Even if the scenario above (LLMs beating BO at black-box optimization
benchmarks) does _not_ occur, I still don't think much is lost from doing this
kind of rebrand. The key points are arguably still true, and the new branding
does not in any way _deny_ BO's effectiveness as a black-box optimizer (just as
the current branding does not deny BO's effectiveness at turning models into
decision algorithms).

## How would the "rebrand" actually be done?

I don't have a complete answer to this, but the BO community is small, so I bet
a lot of changes could be achieved if BO researchers:

1. Described BO in a different way in their papers and open source software.
2. Wrote BO software to be more accommodating of custom models.
3. Clearly articulated this benefit of BO (perhaps via blogs like this one).

## Summary

In this post I explained why I think BO has the brand "black-box optimizer" as
a result of its description across many papers, why I'd prefer a brand more
like "turn models into decision algorithms", why I think this is more aligned
with BO's long-term value proposition over LLMs, and why we should do this
proactively by describing BO differently _now_.
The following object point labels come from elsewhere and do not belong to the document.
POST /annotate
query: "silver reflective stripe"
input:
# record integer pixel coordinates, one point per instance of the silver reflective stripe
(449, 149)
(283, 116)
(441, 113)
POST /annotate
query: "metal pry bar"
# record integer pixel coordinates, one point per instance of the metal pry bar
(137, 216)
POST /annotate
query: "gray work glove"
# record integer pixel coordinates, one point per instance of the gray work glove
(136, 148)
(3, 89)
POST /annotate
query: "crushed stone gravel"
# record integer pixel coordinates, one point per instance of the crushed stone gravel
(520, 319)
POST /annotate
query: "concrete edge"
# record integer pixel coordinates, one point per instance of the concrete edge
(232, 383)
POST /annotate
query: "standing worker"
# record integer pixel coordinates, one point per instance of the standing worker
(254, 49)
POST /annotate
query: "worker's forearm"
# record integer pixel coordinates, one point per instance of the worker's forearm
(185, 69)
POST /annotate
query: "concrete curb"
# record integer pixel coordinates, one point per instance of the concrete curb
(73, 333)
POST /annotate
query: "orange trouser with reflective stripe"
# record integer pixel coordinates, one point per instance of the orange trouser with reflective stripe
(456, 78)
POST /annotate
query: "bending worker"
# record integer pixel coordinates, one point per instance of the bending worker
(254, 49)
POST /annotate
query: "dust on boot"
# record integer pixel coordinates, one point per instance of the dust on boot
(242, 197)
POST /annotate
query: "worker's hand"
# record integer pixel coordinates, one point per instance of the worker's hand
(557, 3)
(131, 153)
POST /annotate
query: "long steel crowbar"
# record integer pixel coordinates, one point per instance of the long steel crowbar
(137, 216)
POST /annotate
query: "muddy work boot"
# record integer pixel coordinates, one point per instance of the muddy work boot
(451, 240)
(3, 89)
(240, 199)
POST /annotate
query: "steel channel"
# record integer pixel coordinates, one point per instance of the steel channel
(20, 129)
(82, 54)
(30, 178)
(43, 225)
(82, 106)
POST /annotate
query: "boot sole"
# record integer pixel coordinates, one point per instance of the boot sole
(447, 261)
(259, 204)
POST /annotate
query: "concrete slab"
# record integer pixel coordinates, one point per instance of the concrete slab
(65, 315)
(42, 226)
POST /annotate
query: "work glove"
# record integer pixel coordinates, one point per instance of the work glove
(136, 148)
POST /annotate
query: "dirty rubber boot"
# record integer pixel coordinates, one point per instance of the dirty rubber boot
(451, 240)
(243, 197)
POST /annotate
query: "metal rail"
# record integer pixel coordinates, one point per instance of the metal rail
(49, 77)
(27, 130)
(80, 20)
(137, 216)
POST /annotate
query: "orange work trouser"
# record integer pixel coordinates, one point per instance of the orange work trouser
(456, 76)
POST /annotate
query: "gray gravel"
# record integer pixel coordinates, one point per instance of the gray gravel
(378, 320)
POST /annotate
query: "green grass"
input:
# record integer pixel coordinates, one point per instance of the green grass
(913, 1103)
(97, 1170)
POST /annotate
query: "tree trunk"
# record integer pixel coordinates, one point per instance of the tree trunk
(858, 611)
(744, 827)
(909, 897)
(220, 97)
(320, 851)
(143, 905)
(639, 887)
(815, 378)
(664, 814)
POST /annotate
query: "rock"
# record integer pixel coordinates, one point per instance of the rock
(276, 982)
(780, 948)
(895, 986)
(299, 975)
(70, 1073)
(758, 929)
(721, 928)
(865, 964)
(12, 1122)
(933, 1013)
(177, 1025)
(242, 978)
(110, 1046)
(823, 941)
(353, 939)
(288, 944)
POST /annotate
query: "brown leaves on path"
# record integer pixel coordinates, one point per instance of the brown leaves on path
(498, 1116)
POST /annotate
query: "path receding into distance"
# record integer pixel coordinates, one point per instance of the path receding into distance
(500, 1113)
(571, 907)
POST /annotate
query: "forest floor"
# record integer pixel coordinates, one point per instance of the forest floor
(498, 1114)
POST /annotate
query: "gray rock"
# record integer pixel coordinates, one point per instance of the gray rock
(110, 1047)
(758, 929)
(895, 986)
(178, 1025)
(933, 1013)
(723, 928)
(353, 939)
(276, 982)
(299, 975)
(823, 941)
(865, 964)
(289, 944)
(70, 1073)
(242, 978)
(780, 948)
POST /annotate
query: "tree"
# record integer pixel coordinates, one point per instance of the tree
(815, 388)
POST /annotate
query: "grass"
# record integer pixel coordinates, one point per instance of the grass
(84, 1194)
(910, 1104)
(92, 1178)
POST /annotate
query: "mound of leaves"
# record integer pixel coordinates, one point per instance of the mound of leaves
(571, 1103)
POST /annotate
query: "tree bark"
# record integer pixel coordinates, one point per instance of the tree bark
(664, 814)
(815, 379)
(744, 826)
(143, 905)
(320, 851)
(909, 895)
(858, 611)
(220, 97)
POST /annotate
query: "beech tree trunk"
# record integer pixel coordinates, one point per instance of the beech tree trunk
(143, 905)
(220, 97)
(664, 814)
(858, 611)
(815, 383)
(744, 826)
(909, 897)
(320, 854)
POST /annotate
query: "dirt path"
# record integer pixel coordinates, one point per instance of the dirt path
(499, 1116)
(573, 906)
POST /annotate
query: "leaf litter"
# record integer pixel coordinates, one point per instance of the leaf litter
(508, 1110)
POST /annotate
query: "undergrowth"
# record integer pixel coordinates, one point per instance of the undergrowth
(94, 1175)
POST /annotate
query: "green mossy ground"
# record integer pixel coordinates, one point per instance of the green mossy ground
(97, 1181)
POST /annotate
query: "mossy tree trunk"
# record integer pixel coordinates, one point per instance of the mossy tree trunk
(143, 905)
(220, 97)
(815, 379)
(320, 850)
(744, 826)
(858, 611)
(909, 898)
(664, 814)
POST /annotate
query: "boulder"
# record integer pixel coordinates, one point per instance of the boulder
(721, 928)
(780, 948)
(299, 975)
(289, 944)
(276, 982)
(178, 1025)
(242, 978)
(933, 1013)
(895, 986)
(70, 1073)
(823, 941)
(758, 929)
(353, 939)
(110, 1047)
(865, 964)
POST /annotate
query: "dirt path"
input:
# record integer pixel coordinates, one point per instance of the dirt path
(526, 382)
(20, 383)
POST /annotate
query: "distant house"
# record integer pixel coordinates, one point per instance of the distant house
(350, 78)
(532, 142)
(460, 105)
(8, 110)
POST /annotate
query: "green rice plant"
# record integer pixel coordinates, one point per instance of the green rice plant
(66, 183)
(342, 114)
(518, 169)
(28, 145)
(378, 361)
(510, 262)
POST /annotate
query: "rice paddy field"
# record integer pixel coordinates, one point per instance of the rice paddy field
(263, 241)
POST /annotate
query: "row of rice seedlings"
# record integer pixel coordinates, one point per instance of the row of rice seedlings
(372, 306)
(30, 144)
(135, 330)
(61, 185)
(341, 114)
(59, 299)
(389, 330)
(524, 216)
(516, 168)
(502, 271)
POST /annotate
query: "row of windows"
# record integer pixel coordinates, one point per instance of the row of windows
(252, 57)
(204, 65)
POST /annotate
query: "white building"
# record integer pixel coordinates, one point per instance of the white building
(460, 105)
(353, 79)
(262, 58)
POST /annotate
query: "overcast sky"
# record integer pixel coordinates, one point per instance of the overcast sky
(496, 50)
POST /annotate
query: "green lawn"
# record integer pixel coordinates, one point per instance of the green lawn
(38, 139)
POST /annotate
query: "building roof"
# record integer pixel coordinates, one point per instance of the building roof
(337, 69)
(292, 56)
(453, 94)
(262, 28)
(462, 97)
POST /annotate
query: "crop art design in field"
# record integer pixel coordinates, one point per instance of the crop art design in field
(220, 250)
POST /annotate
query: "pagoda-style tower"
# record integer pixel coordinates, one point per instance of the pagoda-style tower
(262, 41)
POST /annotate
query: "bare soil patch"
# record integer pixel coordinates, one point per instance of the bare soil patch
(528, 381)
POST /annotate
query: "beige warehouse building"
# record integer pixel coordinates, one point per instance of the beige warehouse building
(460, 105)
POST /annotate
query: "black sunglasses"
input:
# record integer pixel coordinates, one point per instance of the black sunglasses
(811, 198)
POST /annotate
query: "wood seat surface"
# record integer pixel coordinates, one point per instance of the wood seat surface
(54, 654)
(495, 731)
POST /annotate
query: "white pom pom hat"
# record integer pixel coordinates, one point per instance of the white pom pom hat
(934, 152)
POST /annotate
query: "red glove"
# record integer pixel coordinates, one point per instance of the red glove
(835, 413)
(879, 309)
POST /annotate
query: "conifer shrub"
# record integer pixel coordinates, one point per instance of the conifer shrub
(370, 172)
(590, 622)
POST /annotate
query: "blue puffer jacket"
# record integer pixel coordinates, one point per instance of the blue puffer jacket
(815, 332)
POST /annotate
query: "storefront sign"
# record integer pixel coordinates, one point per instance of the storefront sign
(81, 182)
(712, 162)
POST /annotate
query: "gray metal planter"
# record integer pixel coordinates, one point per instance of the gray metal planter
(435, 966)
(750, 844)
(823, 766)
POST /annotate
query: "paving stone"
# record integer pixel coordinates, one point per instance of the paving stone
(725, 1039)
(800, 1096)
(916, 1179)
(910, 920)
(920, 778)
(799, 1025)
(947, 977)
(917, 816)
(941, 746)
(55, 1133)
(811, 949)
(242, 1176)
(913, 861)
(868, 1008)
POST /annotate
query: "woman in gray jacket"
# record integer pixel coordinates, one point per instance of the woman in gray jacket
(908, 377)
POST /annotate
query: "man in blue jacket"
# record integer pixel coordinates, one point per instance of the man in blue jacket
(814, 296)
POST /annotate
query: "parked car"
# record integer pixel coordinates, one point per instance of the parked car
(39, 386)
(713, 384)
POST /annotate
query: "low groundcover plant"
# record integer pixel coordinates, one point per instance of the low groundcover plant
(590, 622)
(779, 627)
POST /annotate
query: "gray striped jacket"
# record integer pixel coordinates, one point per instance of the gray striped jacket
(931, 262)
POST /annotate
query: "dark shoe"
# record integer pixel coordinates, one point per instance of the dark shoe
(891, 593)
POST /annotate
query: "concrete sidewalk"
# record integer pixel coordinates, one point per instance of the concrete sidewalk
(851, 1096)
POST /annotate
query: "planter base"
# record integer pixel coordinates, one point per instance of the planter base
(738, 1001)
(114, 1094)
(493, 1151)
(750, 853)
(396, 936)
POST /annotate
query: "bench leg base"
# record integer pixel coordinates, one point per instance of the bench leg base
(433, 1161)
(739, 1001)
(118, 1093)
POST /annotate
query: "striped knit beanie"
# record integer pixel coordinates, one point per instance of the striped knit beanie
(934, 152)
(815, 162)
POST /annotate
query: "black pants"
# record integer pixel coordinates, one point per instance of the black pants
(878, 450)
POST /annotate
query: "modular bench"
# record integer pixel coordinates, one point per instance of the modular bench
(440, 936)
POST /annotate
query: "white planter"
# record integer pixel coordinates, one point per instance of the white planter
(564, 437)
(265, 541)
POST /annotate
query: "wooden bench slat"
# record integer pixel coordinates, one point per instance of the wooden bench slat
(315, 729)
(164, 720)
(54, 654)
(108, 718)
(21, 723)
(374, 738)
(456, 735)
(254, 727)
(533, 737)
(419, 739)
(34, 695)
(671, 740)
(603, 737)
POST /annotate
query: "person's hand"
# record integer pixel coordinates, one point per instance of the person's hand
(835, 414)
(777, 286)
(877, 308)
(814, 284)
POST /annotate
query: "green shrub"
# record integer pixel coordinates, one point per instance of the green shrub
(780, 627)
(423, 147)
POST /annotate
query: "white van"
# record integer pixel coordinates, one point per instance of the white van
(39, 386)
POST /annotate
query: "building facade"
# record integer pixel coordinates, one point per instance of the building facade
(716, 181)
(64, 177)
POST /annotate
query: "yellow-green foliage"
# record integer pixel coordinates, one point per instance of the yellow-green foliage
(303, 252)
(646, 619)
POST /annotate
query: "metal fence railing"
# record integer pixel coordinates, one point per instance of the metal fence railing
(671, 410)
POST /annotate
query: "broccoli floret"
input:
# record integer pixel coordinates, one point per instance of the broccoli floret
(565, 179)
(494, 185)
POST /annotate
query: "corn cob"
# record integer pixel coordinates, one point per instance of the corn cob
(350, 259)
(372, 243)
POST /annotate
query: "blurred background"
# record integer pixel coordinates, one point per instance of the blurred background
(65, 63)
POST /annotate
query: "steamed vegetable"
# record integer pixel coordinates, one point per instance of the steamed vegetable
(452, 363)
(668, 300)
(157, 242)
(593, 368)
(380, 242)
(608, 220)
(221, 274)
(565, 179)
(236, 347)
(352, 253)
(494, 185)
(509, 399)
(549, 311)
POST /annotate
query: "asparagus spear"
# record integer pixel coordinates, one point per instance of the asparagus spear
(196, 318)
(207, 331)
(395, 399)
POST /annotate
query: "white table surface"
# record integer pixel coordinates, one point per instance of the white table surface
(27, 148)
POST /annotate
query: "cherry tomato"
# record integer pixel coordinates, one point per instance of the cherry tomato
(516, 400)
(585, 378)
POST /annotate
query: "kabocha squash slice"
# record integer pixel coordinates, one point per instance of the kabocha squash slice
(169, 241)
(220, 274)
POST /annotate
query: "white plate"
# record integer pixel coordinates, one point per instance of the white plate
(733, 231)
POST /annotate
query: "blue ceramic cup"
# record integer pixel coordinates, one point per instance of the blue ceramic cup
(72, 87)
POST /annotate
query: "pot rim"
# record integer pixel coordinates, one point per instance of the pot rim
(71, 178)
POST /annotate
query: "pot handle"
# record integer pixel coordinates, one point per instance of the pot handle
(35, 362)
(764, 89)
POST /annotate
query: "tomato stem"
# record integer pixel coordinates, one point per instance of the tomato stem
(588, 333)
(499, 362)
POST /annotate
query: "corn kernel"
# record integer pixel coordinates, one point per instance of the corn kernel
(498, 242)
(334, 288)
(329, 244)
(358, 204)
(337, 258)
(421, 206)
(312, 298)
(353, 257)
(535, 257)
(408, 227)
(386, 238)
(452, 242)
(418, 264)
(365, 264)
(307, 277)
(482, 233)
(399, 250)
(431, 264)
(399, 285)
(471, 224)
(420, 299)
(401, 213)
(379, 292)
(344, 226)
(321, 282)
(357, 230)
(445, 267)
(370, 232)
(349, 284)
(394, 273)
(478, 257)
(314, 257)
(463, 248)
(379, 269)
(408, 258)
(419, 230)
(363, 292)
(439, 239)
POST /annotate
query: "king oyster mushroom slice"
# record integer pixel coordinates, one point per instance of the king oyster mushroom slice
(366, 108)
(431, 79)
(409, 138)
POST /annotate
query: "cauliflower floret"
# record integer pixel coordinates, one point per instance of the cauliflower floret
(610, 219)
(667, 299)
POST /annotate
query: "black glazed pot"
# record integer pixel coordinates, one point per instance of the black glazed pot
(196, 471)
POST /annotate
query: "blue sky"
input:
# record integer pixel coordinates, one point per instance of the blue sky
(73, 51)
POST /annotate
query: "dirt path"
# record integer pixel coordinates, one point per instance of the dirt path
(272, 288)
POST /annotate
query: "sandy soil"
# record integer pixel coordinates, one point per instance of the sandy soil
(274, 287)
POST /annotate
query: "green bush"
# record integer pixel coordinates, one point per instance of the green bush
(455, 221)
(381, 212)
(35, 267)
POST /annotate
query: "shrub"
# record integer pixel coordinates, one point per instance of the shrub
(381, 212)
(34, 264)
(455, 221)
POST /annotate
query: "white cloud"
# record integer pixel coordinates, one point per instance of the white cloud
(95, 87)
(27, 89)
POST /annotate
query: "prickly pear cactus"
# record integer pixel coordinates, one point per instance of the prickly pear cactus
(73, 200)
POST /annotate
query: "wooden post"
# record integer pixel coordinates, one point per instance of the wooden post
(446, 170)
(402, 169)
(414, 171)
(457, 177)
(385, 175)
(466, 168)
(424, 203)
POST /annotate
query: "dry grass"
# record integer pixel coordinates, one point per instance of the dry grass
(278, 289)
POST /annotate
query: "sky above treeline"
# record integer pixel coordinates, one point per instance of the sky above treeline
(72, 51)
If you disagree with my argument, I encourage you to reflect on what you think
BO's brand _should_ be. Arguably the current brand was not an intentional
choice, and may not line up perfectly with how you see BO's value. At the very
least, I think we should try to describe methods in a way that emphasizes their
strengths and what problems they are suitable for, rather than just describe
methods in the same way as all previous papers!